Clay County staff and committee members reviewed an inventory of county-owned land on Wednesday and described plans to issue a request for proposals to establish long-term management for several larger properties.
The review, presented by Caleb Reisinger, the county’s real estate manager, showed “in total, the county is over 400 parcels,” with most small rights-of-way but several larger parcels suited to conservation or recreation, Reisinger said. He identified major holdings including a roughly 640-acre Veterans Park, a 259-acre Moccasin Slough parcel, a 251-acre regional sports complex, a 158-acre Outdoor Adventure Park and a roughly 487-acre Black Creek Park and Trail system.
The inventory matters because the county’s recently approved bond program directs officials to acquire and manage lands that protect water quality, conserve wildlife habitat and provide outdoor recreation. Committee members and staff said the map establishes what the county already owns and where management attention or new partnerships might be focused.

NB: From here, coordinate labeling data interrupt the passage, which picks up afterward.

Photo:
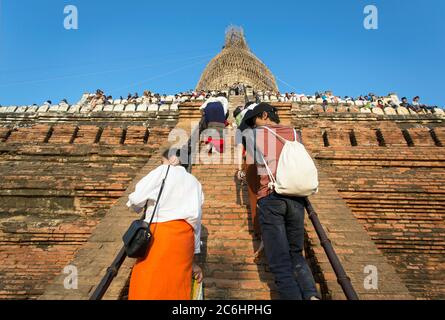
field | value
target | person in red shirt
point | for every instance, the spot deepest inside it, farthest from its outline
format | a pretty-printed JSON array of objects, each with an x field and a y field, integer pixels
[{"x": 281, "y": 217}]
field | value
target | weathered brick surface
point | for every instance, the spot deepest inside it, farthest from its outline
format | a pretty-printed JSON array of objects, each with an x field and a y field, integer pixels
[
  {"x": 381, "y": 201},
  {"x": 52, "y": 196},
  {"x": 229, "y": 247}
]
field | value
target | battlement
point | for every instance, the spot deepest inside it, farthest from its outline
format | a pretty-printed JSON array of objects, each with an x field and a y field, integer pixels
[{"x": 381, "y": 200}]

Reisinger said the county will seek outside partners for management work. “We’re working on getting a land conservation RFP out there where we would have a management program in place,” he said. He noted the RFP could include specialized elements such as a gopher tortoise management area or wetland mitigation areas.
County staff described how the holdings came into public ownership in different ways: some were purchased with county funds, some were acquired with state grant support and others were donated or conveyed with use stipulations. A staff member who oversees local parks said two properties — Camp Chowanwa Park and Moccasin Slough — were purchased with Florida Forever funds and have management plans. “Those were both purchased with the Florida Forever funds,” the staff member said, and added the county has joined the North Florida Land Trust and the St. Johns River Water Management District on at least one purchase.

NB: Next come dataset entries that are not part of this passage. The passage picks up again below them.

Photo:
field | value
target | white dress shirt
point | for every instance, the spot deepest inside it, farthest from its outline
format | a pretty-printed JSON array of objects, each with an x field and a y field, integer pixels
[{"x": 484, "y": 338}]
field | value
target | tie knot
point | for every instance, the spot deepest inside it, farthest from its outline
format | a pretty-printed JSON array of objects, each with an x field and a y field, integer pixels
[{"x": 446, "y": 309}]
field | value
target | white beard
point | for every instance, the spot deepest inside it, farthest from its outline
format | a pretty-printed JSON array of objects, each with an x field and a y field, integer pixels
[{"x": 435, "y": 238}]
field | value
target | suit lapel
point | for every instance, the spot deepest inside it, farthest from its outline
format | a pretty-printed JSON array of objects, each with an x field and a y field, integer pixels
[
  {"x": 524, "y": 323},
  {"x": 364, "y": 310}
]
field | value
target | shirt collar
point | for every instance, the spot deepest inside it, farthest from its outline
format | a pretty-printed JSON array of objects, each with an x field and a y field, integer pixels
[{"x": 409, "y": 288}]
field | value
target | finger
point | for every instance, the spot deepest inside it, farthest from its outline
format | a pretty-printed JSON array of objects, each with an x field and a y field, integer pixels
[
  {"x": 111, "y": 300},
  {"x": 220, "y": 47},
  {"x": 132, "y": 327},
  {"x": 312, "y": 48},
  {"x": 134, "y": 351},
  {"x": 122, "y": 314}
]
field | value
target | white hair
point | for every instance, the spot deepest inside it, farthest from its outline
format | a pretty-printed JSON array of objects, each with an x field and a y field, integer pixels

Staff also noted a mix of ownership arrangements across parcels: some lands are owned outright by the county, others are subject to memoranda of understanding with land trusts or state districts, and some parcels include development or use restrictions tied to the original conveyance. At least one parcel, Veterans Park, carries Department of Defense restrictions that limit active development because of access constraints, staff said.
Committee members asked whether properties should be ruled out of consideration because the county lacks capacity to develop them into highly manicured parks. Reisinger answered that nothing was being removed from consideration and that budget constraints would determine what could be funded in any given year: “I wouldn’t say take anything off the table,” he said.
Clarifying details provided during the presentation list acreage and general use for the largest parcels: Veterans Park (about 640 acres), Moccasin Slough (about 259 acres), Outdoor Adventure Park (about 158 acres), regional sports complex (about 251 acres), Black Creek Park and Trail (about 487 acres), Sleepy Hollow parcels (about 83 acres combined), Ronnie Van Sant Park (about 90 acres), Rosemary Hill Landfill (about 226 acres), Twin Lakes Park and an adjacent borrow pit (about 113 acres combined) and Boyd Park (about 25 acres).
Staff said an interactive map and a set of GIS layers — including soils, flood zones, historical resources and habitat indicators — will be made available to committee members and the public. They also said that management plans will be developed or reviewed as part of the forthcoming procurement process, and that the RFP and consultant work will be the mechanism to ramp up active management where needed.
Committee members and staff identified next steps: staff will finalize the RFP and expand outreach, create the interactive map with data layers, and bring sample parcels to the committee for a mock acquisition and prioritization exercise at an upcoming meeting. That exercise will include staff reports and site visits for properties that remain in the nomination pool.